From: Russ <rsivak_at_istandfor.com>
Date: 2006-10-16 15:27:09 CEST

I don't think you're understanding our environment. We have a code folder and an image folder. Both get checked out to the developers working copy and get worked on, branched, etc. When the working copies get checked out on production, however, the code goes on the web app servers and images go on the images server. Users of the website upload images through the daily use of the site, which I eventually check into the repository.

When a user uploads an image, the image gets synced between the 2 image servers. This happens days or even weeks before I might go in and commit these images into the repo. These images need to be available on the second server as soon as possible, as the servers are load balanced, and we don't want users to are broken images.

So in this scenario there is no sort of svn update solution that I can see (short of updating my code to do a commit everytime an image is uploaded and use some sort of post-commit hook to force an update.)

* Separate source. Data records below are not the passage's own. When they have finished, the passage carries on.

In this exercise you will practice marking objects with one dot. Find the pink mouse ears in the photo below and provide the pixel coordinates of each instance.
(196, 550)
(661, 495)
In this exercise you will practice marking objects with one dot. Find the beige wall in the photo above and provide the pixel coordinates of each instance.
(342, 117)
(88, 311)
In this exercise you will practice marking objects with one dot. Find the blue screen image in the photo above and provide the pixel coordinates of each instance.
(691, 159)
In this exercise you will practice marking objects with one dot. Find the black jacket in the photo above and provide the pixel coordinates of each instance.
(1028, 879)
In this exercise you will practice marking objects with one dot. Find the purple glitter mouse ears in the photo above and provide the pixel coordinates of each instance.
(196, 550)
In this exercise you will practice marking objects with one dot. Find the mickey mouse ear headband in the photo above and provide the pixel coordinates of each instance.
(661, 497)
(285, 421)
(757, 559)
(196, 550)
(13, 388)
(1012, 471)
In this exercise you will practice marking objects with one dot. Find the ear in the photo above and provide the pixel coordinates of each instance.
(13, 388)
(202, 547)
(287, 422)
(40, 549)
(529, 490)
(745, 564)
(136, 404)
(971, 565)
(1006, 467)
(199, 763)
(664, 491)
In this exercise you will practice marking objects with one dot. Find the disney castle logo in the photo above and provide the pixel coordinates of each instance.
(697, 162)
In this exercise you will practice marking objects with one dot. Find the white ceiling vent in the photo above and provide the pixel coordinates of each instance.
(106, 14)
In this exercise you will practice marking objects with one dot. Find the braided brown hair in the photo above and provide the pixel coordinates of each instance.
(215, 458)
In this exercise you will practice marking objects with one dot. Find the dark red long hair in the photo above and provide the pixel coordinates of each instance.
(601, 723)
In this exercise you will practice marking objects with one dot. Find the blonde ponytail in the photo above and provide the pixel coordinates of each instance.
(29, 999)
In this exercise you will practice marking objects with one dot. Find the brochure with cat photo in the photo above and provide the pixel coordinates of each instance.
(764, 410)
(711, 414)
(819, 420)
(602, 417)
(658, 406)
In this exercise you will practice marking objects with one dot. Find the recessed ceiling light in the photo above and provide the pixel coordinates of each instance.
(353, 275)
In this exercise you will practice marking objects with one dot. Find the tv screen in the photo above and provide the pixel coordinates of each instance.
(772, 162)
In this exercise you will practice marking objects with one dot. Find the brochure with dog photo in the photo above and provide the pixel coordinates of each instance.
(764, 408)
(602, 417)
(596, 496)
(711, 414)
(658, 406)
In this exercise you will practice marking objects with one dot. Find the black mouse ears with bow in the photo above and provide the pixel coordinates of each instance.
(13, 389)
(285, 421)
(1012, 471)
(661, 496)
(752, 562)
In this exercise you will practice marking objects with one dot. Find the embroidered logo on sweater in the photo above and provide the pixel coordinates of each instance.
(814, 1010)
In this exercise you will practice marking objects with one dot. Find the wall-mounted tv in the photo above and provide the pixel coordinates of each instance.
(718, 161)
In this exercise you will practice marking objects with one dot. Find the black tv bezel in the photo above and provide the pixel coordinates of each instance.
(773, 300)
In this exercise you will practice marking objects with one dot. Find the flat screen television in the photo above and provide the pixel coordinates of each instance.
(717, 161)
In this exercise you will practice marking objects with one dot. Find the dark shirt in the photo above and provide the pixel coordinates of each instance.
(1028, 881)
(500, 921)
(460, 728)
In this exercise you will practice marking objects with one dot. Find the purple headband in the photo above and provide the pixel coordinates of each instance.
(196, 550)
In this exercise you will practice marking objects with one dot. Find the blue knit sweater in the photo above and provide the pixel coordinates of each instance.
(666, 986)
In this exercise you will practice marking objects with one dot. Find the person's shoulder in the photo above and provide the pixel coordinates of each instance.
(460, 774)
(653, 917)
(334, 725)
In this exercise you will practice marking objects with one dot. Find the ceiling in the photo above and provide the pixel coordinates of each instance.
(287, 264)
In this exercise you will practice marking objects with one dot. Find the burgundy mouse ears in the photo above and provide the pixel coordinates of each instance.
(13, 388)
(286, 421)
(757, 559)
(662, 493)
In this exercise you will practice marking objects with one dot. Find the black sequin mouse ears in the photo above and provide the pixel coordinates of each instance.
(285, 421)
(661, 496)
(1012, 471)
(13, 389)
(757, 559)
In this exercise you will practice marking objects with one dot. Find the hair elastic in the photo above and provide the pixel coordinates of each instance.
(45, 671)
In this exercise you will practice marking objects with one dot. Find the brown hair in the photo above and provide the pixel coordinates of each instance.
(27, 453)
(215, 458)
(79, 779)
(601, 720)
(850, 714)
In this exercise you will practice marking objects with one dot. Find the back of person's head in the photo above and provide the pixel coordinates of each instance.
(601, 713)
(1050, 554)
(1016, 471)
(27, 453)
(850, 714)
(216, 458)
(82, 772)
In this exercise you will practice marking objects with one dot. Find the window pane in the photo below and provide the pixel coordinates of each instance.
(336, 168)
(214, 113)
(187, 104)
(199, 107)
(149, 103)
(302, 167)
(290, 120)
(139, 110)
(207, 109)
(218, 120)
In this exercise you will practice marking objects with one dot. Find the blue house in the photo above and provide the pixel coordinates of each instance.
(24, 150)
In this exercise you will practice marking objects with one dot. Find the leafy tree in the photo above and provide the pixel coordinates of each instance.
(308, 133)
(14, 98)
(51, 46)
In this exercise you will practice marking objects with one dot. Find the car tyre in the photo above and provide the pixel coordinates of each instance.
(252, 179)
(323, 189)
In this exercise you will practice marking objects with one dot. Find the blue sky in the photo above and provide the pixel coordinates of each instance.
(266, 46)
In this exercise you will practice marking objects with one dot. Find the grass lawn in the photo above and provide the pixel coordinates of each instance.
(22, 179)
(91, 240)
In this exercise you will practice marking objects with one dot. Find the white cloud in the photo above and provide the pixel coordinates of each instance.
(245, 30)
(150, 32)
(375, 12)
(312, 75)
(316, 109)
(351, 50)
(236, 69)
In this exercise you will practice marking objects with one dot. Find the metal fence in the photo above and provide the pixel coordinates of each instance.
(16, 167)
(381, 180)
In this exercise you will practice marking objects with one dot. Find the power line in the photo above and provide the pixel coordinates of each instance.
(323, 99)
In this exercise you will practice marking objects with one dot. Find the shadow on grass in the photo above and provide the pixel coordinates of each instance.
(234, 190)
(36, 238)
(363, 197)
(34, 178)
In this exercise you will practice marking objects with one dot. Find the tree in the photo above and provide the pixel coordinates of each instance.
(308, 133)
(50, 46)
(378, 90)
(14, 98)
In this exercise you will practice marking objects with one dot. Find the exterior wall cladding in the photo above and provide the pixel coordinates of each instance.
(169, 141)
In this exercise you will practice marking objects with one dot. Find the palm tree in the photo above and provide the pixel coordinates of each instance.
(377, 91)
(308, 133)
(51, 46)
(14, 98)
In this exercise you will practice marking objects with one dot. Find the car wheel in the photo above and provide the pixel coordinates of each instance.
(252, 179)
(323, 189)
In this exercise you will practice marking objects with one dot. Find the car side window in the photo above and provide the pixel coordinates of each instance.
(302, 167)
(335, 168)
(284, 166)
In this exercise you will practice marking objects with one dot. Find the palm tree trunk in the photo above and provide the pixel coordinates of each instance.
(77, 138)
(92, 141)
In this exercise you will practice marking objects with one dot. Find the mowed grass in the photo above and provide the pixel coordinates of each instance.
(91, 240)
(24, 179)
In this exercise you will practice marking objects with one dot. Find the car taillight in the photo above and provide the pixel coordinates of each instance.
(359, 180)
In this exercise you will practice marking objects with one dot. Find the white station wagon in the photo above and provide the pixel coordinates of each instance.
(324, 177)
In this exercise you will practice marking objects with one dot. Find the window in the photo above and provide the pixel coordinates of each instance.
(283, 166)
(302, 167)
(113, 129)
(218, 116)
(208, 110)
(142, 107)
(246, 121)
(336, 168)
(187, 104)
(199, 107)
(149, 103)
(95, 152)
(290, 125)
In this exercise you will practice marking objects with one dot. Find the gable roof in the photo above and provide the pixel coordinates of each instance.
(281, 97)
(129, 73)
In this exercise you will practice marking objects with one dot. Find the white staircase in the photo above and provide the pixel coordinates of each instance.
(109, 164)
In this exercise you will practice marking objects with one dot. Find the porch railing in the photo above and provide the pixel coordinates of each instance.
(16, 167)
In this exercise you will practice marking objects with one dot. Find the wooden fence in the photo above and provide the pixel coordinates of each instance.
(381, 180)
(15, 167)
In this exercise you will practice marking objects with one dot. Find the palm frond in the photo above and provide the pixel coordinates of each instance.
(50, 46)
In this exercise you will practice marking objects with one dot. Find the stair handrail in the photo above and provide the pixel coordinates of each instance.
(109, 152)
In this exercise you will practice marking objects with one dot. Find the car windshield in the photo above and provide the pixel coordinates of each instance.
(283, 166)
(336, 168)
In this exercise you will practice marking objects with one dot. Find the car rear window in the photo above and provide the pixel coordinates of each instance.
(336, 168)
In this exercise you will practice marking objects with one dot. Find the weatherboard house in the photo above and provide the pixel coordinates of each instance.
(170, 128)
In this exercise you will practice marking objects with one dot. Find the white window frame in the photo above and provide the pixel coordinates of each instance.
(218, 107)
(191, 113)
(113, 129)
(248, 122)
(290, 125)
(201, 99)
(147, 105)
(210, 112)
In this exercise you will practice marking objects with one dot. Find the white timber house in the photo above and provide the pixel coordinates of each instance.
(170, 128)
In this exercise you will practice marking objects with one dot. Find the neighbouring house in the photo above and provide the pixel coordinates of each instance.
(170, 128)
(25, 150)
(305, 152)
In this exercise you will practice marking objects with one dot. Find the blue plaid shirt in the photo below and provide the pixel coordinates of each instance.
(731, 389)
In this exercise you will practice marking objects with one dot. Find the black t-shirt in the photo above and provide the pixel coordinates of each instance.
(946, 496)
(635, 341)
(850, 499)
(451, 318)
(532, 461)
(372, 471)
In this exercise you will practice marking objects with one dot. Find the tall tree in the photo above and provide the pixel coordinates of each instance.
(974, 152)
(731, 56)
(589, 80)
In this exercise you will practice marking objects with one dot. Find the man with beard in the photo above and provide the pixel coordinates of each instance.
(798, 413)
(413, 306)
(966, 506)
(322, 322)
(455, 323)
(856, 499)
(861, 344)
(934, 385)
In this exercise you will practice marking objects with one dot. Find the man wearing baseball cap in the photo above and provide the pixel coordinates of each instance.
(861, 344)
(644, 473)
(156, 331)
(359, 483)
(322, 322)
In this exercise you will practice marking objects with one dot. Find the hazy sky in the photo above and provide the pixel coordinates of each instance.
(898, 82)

Its seems there were some solutions suggested as far as what filesystems to use, but it doesn't look like a lot of them are ready for production use. I will go through the list at some point and see if I can spot a winner, but the documentation on most projects seems scarce and vague, and I don't think I'll be able to make a decision without installing a whole bunch of the choices and trying them out.

That is unless someone here who understands what I'm looking for would know something that would be perfect for the job.

Thanks for everyones help so far,

Russ
Sent wirelessly via BlackBerry from T-Mobile.

-----Original Message-----
From: Thomas Harold <tgh@tgharold.com>
Date: Mon, 16 Oct 2006 01:50:59
To:Ruslan Sivak <rsivak@istandfor.com>
Cc:users@subversion.tigris.org
Subject: Re: DFS alternative for linux

Ruslan Sivak wrote:
> svn update won't work for things like people updating images to the
> webserver. The images get uploaded into the working copy, and
> eventually i go through and check them into the repo. So the only thing
> that might work here would be rsync, but like I mentioned before, that
> would be pretty slow.

Why are you the bottleneck in getting things into the repository? (That
sounds harsh, but I suspect that your workflow might be better if it was
changed slightly?)

Why not let each user add things directly to the repository in a testing
branch and then merge their new images across to the mainline trunk that
holds the production version of the web server?

I haven't tried WebDAV yet (so I can't speak for speed). We went with
PuTTY+TortoiseSVN over SSH+SVN for our repository. Users have local
working copies and push their changes to the central repository server.